Dans le même esprit, il s’agit d’arrêter la chute des taux d’imposition sur les sociétés (en 20 ans, chute des taux de plus de 20 points en France), de supprimer les multiples trappes à fraude fiscale et de restaurer un véritable impôt sur le patrimoine. Enfin, la mise en œuvre d’une taxation sur les transactions financières, envisageable au niveau européen, permettrait à la fois une intervention sur les marchés financiers et une redistribution des richesses à l’échelle internationale.

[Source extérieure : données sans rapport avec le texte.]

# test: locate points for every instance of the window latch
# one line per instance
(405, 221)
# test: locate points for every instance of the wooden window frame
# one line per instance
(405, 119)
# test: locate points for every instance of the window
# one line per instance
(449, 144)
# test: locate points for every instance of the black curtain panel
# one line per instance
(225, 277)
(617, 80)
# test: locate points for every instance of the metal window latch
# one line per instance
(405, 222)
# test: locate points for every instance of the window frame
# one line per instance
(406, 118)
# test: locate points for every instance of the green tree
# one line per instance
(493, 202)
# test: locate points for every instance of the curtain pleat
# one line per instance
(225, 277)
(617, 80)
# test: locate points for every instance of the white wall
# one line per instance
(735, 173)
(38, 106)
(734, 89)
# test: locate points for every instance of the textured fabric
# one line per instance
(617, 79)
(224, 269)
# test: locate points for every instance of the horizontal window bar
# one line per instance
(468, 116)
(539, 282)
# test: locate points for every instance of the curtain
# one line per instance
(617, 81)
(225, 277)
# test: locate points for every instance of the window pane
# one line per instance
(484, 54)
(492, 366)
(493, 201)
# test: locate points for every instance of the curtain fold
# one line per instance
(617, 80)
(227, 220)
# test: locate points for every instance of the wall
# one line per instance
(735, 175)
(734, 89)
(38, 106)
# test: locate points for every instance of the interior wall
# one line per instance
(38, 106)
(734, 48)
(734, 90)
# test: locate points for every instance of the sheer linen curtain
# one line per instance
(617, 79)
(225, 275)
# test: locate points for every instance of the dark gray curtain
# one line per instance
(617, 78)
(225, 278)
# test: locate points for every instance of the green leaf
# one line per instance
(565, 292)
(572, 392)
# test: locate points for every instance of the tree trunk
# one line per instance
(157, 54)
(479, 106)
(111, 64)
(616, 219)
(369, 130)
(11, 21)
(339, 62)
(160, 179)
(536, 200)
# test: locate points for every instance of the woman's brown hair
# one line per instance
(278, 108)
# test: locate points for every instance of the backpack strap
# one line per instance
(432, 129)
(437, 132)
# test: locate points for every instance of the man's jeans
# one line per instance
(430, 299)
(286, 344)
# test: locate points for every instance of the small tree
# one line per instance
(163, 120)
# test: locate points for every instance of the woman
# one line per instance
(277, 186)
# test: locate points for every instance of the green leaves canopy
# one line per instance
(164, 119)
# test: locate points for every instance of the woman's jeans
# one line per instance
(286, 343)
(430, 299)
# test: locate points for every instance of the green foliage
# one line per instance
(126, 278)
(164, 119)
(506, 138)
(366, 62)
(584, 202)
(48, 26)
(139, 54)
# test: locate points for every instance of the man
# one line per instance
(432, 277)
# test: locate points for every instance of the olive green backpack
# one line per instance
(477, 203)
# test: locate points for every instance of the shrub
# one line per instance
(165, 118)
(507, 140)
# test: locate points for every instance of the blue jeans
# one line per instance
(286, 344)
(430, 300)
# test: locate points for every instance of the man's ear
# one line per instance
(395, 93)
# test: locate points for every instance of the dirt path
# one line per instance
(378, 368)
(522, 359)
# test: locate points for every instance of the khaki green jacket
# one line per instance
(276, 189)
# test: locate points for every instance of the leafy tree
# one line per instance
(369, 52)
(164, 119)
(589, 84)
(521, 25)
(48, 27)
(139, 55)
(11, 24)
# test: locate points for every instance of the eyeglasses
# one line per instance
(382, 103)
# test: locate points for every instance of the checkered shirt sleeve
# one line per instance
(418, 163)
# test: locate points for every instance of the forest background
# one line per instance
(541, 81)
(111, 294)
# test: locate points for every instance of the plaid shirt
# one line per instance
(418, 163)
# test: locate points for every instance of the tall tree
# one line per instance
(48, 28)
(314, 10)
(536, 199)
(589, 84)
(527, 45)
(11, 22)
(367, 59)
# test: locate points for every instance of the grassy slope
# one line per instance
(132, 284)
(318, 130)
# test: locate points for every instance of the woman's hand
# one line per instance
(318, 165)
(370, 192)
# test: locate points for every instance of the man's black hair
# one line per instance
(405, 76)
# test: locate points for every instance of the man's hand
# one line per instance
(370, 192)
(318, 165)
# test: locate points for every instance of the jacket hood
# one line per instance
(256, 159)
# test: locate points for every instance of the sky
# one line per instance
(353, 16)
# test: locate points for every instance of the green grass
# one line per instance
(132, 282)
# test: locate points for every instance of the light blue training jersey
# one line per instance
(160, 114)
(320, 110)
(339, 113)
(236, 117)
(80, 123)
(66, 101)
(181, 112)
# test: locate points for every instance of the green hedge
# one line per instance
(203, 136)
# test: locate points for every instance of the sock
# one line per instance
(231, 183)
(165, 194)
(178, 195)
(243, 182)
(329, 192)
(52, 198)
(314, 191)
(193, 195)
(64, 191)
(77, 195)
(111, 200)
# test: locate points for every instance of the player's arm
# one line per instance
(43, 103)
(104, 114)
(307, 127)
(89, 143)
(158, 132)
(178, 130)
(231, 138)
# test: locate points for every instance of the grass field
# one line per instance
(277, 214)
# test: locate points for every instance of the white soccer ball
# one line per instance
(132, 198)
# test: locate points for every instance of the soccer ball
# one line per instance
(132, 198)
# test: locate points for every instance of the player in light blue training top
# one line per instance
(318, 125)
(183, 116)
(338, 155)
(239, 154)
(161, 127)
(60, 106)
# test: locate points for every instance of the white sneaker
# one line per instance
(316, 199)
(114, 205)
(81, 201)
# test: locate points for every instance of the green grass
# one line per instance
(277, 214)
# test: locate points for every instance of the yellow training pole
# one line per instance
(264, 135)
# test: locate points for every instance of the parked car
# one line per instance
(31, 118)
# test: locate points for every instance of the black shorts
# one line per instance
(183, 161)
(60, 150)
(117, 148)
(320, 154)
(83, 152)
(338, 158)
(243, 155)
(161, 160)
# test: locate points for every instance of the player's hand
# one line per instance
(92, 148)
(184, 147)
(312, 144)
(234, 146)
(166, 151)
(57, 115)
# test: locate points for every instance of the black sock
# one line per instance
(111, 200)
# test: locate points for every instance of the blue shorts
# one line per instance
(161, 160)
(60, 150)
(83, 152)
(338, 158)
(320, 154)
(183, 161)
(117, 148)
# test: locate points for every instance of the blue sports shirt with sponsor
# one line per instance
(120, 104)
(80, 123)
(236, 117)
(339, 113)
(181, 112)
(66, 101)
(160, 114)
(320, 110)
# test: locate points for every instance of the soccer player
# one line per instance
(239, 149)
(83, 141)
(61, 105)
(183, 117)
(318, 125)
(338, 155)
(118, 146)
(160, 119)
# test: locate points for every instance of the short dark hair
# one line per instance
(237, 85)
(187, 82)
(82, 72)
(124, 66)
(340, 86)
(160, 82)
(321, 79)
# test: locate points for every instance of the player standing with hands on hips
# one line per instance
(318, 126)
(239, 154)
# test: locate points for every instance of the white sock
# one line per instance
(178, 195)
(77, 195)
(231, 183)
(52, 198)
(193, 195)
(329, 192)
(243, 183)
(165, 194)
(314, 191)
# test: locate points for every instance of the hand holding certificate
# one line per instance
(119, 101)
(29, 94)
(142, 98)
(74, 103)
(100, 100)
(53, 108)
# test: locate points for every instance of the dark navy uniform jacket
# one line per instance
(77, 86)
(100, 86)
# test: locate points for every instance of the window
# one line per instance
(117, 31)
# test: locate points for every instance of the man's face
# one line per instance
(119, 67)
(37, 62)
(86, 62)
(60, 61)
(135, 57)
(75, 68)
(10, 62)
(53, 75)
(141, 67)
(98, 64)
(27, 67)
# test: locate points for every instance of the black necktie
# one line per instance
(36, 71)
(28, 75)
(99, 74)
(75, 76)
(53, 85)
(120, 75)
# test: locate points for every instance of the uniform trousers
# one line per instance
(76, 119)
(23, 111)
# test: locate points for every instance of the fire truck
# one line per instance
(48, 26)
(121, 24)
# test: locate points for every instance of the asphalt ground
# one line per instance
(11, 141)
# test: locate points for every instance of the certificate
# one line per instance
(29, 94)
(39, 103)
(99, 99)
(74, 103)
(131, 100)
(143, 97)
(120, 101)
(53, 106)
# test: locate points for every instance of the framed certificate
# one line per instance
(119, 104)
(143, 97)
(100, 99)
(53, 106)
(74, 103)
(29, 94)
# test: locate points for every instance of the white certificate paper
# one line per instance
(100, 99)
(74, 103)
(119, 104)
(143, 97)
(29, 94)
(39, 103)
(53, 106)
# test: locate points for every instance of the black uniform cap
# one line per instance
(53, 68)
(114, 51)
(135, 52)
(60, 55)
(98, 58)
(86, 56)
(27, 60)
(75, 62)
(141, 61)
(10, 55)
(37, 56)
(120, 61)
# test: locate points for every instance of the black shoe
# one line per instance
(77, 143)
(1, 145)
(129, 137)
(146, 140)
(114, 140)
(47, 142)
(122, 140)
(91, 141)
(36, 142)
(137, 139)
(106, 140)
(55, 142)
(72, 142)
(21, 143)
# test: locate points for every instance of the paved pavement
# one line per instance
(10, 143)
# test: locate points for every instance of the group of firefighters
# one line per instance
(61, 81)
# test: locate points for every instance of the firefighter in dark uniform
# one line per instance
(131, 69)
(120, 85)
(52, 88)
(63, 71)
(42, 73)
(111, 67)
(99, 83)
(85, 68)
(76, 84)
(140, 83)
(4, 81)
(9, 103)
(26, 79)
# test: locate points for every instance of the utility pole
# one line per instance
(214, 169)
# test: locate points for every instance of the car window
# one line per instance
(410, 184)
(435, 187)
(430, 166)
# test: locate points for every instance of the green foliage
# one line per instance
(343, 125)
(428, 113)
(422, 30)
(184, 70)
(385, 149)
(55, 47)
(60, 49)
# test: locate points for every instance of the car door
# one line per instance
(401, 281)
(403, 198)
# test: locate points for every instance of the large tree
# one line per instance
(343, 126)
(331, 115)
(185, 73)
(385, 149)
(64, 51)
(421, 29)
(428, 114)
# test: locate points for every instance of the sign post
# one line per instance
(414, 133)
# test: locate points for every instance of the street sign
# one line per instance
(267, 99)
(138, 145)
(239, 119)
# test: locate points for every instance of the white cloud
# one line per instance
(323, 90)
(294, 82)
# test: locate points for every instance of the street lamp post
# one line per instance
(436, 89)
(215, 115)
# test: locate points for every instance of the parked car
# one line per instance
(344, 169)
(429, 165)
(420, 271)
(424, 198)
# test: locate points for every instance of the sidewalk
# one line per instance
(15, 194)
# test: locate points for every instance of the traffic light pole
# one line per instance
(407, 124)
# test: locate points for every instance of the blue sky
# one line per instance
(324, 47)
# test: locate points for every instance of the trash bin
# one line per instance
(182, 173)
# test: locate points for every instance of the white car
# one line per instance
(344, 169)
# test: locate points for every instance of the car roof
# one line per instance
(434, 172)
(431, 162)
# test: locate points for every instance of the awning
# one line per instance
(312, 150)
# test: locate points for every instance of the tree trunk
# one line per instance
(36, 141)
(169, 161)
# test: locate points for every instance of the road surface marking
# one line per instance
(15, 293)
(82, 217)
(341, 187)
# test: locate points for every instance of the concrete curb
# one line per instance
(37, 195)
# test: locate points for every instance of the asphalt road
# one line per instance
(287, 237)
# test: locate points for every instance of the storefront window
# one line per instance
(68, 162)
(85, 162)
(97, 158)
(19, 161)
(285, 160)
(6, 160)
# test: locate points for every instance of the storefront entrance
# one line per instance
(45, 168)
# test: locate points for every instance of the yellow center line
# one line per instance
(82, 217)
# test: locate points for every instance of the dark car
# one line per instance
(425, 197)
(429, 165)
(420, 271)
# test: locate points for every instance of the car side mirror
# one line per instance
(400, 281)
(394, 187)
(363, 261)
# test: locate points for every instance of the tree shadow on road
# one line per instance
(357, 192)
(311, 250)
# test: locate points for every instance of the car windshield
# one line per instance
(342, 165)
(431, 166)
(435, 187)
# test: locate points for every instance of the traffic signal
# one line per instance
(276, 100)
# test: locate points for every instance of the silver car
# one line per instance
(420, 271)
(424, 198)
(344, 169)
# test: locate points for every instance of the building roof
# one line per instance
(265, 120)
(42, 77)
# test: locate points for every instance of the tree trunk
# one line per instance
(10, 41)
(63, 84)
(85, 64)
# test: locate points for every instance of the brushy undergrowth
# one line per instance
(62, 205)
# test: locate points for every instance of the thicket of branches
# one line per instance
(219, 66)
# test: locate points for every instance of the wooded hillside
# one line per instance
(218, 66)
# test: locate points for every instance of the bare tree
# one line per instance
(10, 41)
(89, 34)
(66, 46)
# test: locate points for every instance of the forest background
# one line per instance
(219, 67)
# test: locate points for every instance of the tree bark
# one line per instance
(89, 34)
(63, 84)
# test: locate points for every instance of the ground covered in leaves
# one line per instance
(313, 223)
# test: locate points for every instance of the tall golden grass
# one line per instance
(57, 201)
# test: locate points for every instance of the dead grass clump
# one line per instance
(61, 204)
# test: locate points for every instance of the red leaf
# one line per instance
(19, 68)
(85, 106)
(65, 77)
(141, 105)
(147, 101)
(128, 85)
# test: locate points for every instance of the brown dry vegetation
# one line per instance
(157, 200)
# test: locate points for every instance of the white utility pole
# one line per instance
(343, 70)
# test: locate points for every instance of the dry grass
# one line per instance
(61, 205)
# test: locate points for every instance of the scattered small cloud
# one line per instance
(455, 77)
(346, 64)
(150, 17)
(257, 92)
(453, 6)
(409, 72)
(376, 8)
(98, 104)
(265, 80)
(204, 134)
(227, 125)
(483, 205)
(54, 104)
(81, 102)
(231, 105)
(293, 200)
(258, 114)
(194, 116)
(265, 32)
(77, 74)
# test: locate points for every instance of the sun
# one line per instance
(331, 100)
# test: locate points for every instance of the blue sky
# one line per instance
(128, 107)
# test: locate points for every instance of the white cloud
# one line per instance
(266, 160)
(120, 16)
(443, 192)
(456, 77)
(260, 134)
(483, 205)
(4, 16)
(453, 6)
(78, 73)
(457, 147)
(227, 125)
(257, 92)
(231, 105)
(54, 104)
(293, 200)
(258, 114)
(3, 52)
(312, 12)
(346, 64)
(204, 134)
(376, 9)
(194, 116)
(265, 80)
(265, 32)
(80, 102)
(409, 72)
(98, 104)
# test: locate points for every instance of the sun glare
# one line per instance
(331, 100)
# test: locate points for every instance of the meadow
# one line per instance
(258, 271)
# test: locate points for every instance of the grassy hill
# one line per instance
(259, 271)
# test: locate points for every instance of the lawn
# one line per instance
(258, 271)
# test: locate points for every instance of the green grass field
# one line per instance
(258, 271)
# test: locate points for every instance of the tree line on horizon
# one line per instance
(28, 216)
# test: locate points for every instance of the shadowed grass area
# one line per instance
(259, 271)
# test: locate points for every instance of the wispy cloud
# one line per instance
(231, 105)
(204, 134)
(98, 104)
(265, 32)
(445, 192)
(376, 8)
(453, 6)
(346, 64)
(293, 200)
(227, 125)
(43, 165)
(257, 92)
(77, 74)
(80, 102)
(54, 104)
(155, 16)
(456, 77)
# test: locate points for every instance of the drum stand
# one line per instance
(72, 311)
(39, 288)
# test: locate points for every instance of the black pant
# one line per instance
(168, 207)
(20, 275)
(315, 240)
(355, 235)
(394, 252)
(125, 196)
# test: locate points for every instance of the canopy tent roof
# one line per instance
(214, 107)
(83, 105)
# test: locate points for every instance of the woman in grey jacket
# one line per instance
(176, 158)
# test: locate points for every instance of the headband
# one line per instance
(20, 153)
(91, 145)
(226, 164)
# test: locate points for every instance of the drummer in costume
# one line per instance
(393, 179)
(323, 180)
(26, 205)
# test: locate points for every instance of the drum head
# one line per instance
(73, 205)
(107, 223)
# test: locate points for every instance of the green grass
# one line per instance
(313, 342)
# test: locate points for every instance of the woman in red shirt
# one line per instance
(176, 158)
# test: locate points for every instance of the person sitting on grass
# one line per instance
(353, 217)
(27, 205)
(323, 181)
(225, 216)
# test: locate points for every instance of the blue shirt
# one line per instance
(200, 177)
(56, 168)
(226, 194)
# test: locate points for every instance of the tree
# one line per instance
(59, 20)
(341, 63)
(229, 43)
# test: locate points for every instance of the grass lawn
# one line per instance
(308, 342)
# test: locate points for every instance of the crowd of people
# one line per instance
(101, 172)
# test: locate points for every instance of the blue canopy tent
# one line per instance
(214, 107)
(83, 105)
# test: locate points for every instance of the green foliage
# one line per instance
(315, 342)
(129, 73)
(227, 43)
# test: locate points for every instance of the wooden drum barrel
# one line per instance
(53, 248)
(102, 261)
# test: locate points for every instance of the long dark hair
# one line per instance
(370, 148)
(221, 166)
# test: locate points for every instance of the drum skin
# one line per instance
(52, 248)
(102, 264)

Une ponction écologique directe et indirecte

Pour orienter les choix de production et de consommation et répondre à la nécessité de réduire la pression écologique, l’impôt doit intégrer des prélèvements en fonction des ressources non-renouvelables prélevées, polluées ou détruites pour produire la richesse et la faire circuler. Refuser l’impôt conduit à confier au marché la gestion des déséquilibres. Il en est ainsi du changement climatique. Le « mécanisme de développement propre » du protocole de Kyoto permet l’organisation d’un marché du carbone censé réguler les émissions. Ce nouveau commerce des droits à polluer bénéficie à des acteurs privés, au Nord et au Sud, il signifie l’accaparement de l’atmosphère par les puissants, alors que le coût de la réduction de l’utilisation future des énergies fossiles incombera pour l’essentiel au domaine public, selon la formule « privatisation des profits, socialisation des pertes » et pollutions.
Ainsi, si nous voulons atteindre l’objectif de réduction des émissions des gaz à effet de serre, l’impôt devrait être également assis sur le calcul des émissions induites par la production, sous forme de taxes globales ou/et nationales. De la même manière, une taxe globale sur le km parcouru par les produits serait une incitation à réduire les transports de marchandises et à relocaliser les activités économiques.
Pour la consommation, la TVA devrait être à taux zéro pour les produits de première nécessité et intégrer en même temps l’impact écologique des biens consommés, avec des taux élevés pour les consommations polluantes. Cela suppose un effort important de financement de consommations collectives plus justes et moins prédatrices pour l’environnement, transports et habitat notamment.

La combinaison de ces prélèvements permettrait d’aller vers l’égalité d’accès aux ressources et à la richesse, compte tenu de l’équilibre écologique et de la solidarité nécessaire entre les générations présentes et les générations futures.
Geneviève Azam*

* Economiste, maître de conférences à l’Université de Toulouse, conseil scientifique d’ATTAC.